Learning the Structure of Any Hamiltonian from Minimal Assumptions

We study the problem of learning an unknown quantum many-body Hamiltonian $H$ from black-box queries to its time evolution $e^{-\mathrm{i} H t}$. Prior proposals for solving this task either impose some assumptions on $H$, such as its interaction structure or locality, or otherwise use an exponential amount of computational postprocessing. In this paper, we present algorithms to learn any $n$-qubit Hamiltonian, which do not need to know the Hamiltonian terms in advance, nor are they restricted to local interactions.

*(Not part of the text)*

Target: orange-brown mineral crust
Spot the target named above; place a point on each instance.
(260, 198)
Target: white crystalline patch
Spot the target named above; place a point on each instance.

Our algorithms are efficient as long as the number of terms $m$ is polynomially bounded in the system size $n$. We consider two models of control over the time evolution: the first has access to time reversal (t < 0), enabling an algorithm that outputs an $ε$-accurate classical description of $H$ after querying its dynamics for a total of $\widetilde{\mathcal{O}}(m/ε)$ evolution time. The second access model is more conventional, allowing only forward-time evolutions; our algorithm requires $\widetilde{\mathcal{O}}(\|H\|^3/ε^4)$ evolution time in this setting. Central to our results is the recently introduced concept of a pseudo-Choi state of $H$. We extend the utility of this learning resource by showing how to use it to learn the Fourier spectrum of $H$, how to achieve nearly Heisenberg-limited scaling with it, and how to prepare it even under our more restricted access models.